30 Aralık 2024 Pazartesi
Melih Altınok’un esprisine esprili bir yanıt – Faruk Bildirici

Melih Altınok’un esprisine esprili bir yanıt – Faruk Bildirici

Yanılmışım, Melih Altınok, Cumhurbaşkanı Erdoğan’ın kendisini gazetecilere alkışlatmasını “görmezden gelmemiş”, “sadece önemsemediği” için bu konuya değinmemiş! Sabah’taki yazısında böyle yanıtlıyor tutarsızlık eleştirimi.

    Aslında Altınok, “önemsememek” ile kalmıyor Cumhurbaşkanı Erdoğan’ın gazetecilerden alkış istemesini, oradaki bazı gazetecilerin de onu alkışlamasını. “Zira salondaki meslektaşlarımız, ülkenin Cumhurbaşkanı’nın kendilerine takılmasına alkışla reaksiyon gösteriyorlar, o kadar” diyerek iki tarafın davranışını da doğal görüyor, savunuyor.

     Oysa Altınok’un atladığı bir yanı var bu meselenin. Cumhurbaşkanı Erdoğan, aynı zamanda bir siyasi kişilik. Onu alkışlayan gazeteciler, sadece Cumhurbaşkanını değil, AKP Genel Başkanı’nı da alkışlamış oluyorlar.

    Altınok’un, Erdoğan’ın “espri yaptığı” ve “gazetecilere takıldığı” gerekçesi de dayanaksız. Erdoğan, o basın toplantısında “doğalgaz müjdesi”ni açıklıyor, ardından da “Basın mensupları da hiç alkışlamıyor ha. Yanlış iş mi yaptık?” diyerek alkış istiyor. Espri, “Yanlış iş mi yaptık” cümlesinin neresinde acaba?

    Erdoğan, açık bir dille oradaki bakanlar, bürokratlar gibi gazetecilerin de alkışlayarak sözlerini onaylamasını istiyor. Nitekim toplantı sonunda da bu isteğini bakan ve bürokratlar içinde dile getiriyor.
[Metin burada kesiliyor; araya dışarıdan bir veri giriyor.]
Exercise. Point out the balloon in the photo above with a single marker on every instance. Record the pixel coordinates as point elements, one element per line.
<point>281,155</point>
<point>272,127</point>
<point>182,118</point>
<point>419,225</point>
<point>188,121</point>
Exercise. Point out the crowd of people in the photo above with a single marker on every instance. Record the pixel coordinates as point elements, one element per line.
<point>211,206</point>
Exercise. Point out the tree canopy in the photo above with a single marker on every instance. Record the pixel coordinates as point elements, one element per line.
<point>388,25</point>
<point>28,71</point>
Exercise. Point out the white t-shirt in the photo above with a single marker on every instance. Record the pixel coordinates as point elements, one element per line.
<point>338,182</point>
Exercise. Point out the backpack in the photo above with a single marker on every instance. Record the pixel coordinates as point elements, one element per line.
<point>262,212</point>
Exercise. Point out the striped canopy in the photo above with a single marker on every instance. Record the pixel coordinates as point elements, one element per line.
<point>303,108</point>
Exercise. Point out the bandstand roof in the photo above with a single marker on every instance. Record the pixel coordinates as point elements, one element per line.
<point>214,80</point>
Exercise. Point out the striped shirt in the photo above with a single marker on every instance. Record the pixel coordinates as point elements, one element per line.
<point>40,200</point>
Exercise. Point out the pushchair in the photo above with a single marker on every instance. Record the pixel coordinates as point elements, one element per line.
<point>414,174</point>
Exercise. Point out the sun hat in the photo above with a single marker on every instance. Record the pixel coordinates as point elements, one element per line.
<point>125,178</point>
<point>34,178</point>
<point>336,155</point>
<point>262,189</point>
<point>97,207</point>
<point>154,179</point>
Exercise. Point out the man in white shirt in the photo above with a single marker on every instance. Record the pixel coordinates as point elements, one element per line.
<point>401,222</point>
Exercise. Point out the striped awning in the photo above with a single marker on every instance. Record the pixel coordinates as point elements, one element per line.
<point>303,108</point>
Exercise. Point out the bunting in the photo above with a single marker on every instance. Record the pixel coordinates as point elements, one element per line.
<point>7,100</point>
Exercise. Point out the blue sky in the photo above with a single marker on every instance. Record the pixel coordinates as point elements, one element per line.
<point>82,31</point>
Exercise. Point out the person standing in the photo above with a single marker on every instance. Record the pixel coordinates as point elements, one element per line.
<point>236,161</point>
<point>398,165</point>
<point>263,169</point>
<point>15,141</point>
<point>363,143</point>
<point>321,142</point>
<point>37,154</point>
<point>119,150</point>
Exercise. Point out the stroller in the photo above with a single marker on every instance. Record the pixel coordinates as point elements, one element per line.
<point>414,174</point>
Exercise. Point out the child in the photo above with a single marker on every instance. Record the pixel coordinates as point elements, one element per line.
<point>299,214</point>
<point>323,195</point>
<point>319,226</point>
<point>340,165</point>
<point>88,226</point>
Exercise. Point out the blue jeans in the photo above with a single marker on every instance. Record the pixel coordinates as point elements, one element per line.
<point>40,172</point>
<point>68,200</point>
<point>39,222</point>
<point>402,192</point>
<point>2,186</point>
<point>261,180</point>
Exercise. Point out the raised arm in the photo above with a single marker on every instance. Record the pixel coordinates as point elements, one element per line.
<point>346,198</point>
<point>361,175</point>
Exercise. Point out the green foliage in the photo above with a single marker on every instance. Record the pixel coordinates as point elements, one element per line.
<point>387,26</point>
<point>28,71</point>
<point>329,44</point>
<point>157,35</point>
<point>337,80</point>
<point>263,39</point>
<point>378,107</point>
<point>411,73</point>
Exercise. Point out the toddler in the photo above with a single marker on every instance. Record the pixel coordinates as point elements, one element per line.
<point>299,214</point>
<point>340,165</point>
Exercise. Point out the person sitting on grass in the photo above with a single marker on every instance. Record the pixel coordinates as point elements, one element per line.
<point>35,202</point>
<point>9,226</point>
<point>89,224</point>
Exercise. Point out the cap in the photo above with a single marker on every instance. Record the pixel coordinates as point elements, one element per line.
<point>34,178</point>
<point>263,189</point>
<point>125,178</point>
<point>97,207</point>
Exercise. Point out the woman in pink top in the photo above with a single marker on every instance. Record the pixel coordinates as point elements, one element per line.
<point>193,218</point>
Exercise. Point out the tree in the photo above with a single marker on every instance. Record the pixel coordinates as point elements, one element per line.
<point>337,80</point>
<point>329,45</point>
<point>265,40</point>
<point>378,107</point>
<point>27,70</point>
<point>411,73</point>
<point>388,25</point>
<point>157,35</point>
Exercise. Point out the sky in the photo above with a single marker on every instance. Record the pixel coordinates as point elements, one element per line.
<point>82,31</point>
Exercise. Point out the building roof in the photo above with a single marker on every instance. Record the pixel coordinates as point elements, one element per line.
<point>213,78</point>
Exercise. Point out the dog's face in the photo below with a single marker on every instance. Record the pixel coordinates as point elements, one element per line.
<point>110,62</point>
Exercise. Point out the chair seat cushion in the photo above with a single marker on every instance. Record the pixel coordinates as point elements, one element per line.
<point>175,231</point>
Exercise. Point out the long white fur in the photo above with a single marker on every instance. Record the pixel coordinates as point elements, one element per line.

Pekâlâ orada da espri yapmıyor; bakan ve bürokratlar da geri dönüp yeniden alkışlıyorlar Erdoğan’ı. Öyle gülüp geçemiyor hiç kimse…

      Altınok’un 2010 yılında gündeme getirdiği Hürriyet yazarları Oktay Ekşi ve Tufan Türenç’in, CHP kurultayında Kemal Kılıçdaroğlu’nu alkışladığı iddiası ile Erdoğan’ı alkışlayan gazeteciler arasında bence tek fark var. Birinde gönüllü şekilde alkış söz konusu, ikincisinde istek üzerine -belki de gönülsüz- alkışlıyorlar.
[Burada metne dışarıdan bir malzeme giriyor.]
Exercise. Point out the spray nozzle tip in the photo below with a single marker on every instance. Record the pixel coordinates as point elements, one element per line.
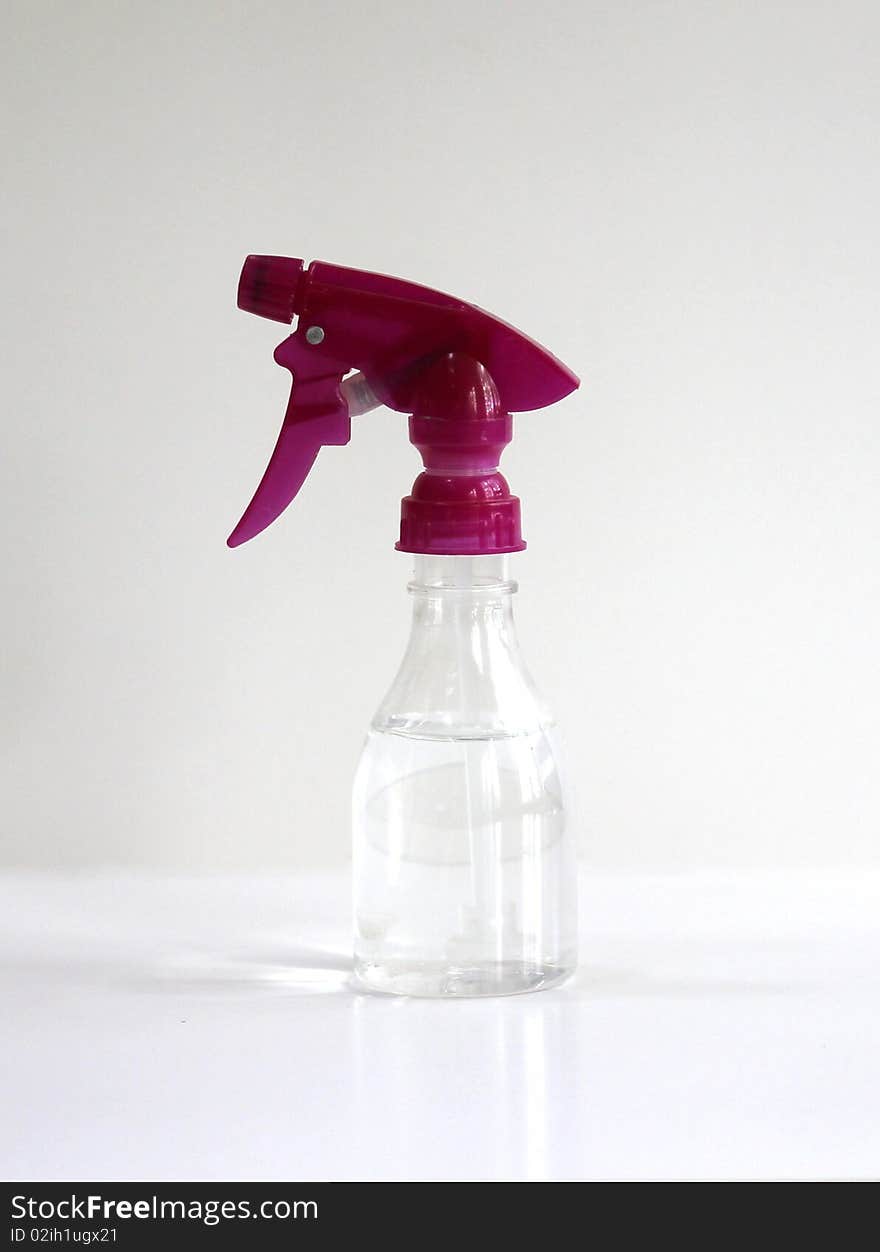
<point>271,287</point>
     Eleştirimin konusu medya mensuplarının, gazetecilik faaliyeti sırasında hiç kimseyi, özellikle de siyasileri alkışlamaması gerektiği. Gazeteci alkışlamaz, bütün dediğim bu. Kılıçdaroğlu’nun alkışlanması da yanlış, Erdoğan’ın alkışlanması da.

     12 yıl önce Taraf gazetesi yazarı olarak “Gazeteci siyasetçi alkışlamaz” çizgisindeki Melih Altınok, bugün Sabah gazetesi yazarı olarak Erdoğan’ın gazeteciler tarafından alkışlanmasını doğal görebiliyor, savunabiliyor. Tutarsızlık olarak nitelendirdiğim tam da bu.

      Elbette Melih Altınok’un yaşımdan söz edip, “Sen de ama şunu yaptın mı?” tavrına girmesini de yadırgamadım. Zira alıştım artık. Daha önce eleştirdiğim kimi meslektaşlarımdan da benzer yanıtlar almıştım. Fakat bu tartışma yöntemi, topu taca atma çabasından başka bir şey değil.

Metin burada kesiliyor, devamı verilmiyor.